Can you count how many times have you escorted your child through this gauntlet that hardens the heart, bypasses values and distorts any humanity or compassion in the mind of its observers? If you shop for groceries once a week, by the time your child is ten, he will have negotiated this passageway of bullying more than 500 times. How many trips through this tunnel of human of horror do you think it takes to condition a young mind to verbal and literary violence? Your silence sanctions bullying and instills values that find bulling is permissible and even acceptable. And profitable because it’s OK to gain from or make money off the missteps or misfortune of others”—some of those ‘others’ include the world’s most prolific artists.
Yet we wonder how young people can be so cruel as to bully other students by posting publicly humiliating materials on Facebook and Twitter? We condemn and penalize them for uploading YouTube videos that humiliate their peers? We condone it so why shouldn’t they? Often that is what Facebook becomes—a platform for cruelty. That is what Twitter can do in real time. And cutting and heartless comments can be found on articles, websites and YouTube.
Take a close look at the adult world. What bullying do you see adults engaging in? What do you see them role-modeling to youth who are watching and assimilating this whole ecosystem? The toxic list is long: the abysmal lack of environmental stewardship; exploitation of the Indigenous; mismanagement of land, oceans, water, air; the greedy hoarding of earth's resources that principally belong to all by those who wish to exploit them as commodities and commerce; the skewed, manipulated and exploited economy; climate change; artificial agriculture and food production; political indifference; the abuse of power and influence; the mistreatment of animals—domestic and agricultural; land grabs and mismanagement; the collective psychic disconnection and denial of responsibility; the moral vacuum in business and commerce; racism; double standards; the widening spiritual vacuum; the abuse from authority figures and law enforcement; the trampling of human and civil rights; slavery; conflict; gentrification; genocide; war...
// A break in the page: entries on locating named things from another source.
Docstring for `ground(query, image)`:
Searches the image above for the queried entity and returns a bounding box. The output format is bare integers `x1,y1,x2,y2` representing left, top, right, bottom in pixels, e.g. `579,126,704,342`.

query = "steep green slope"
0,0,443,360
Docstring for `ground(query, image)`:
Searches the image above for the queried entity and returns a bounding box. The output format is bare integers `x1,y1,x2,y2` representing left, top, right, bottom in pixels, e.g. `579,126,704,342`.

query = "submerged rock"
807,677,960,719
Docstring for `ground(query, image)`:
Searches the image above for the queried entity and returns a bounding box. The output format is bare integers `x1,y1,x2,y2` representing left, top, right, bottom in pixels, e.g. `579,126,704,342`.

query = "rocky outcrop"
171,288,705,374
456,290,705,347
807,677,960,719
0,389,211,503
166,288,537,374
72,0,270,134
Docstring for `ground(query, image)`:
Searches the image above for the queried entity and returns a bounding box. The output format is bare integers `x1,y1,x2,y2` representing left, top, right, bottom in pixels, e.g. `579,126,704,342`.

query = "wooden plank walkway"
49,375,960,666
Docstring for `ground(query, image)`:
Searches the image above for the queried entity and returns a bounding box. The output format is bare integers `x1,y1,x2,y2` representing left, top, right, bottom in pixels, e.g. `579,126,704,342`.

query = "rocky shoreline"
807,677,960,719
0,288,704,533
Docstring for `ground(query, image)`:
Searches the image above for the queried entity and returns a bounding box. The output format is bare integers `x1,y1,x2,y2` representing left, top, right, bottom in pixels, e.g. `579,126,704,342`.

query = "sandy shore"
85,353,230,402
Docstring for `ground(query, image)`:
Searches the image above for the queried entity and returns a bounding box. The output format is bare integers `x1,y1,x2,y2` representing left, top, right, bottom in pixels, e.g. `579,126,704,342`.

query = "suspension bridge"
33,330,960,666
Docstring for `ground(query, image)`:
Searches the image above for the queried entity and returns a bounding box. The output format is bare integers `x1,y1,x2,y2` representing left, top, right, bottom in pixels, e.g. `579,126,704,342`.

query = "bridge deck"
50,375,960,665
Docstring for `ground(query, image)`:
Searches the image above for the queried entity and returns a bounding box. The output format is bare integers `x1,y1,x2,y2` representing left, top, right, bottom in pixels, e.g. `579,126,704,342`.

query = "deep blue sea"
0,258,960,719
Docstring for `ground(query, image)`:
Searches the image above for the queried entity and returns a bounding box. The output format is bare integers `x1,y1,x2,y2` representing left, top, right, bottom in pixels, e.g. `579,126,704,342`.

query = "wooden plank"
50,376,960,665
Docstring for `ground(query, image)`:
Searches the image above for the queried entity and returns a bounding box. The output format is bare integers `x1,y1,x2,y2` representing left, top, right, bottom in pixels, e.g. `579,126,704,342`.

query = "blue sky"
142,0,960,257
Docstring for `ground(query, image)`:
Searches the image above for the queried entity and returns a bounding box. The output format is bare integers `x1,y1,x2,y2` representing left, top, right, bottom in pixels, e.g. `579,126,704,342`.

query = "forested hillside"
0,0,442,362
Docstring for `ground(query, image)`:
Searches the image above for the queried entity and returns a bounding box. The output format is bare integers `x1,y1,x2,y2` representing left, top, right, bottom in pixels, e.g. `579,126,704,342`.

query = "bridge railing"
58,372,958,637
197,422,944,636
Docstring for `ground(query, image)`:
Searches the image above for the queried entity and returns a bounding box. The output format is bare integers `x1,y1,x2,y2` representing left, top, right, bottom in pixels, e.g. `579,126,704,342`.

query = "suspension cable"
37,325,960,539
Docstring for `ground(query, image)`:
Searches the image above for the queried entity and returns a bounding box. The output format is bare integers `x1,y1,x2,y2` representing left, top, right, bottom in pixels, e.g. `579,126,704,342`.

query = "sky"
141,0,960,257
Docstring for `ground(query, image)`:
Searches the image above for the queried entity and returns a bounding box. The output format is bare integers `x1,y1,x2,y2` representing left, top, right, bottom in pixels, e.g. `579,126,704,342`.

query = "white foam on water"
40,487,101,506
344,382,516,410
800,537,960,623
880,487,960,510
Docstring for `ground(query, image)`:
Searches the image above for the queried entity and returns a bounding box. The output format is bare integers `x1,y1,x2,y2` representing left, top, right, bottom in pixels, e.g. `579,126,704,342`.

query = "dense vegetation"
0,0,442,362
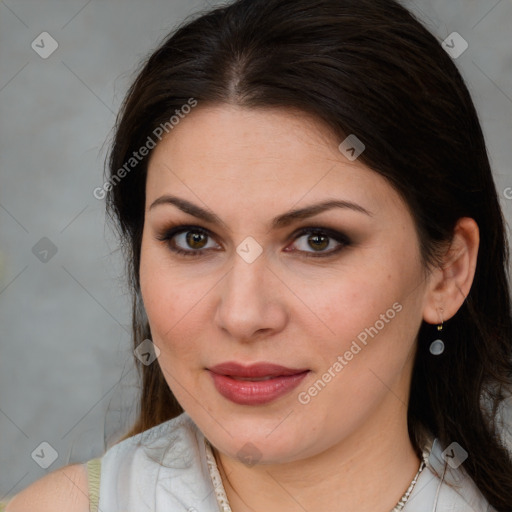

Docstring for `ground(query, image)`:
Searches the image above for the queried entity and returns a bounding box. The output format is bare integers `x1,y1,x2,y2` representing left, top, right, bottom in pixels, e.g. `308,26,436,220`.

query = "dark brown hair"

Look at the most popular Western Culture television shows. Prime Time TV is filled with reality shows that promote separation and survival accompanied by some kind of verbal or physical violence that exploits people for “entertainment” value. Even the popular shows that are supposed to be about law and justice, reciprocity and teach responsibility for one’s actions, feature judges who ridicule and bully the litigants in their filmed courtroom dramas. Consider the “tribal” shows that foster divisiveness and applaud conspiracy and cunning in the marginalization and banishment of someone from the “tribe.”
The real tribal elders encouraged community and cooperation and used banishment only as a last resort because it was a sure death sentence to expel someone from the tribe. It’s become a post-modern epidemic and is now standard fare.
Children perceive that adults are “in charge of the world” and those adults are their role models. They look to adults to learn from. Children don’t emulate what you say; they mirror what you do.
‘The tribe has spoken’ and the children are watching.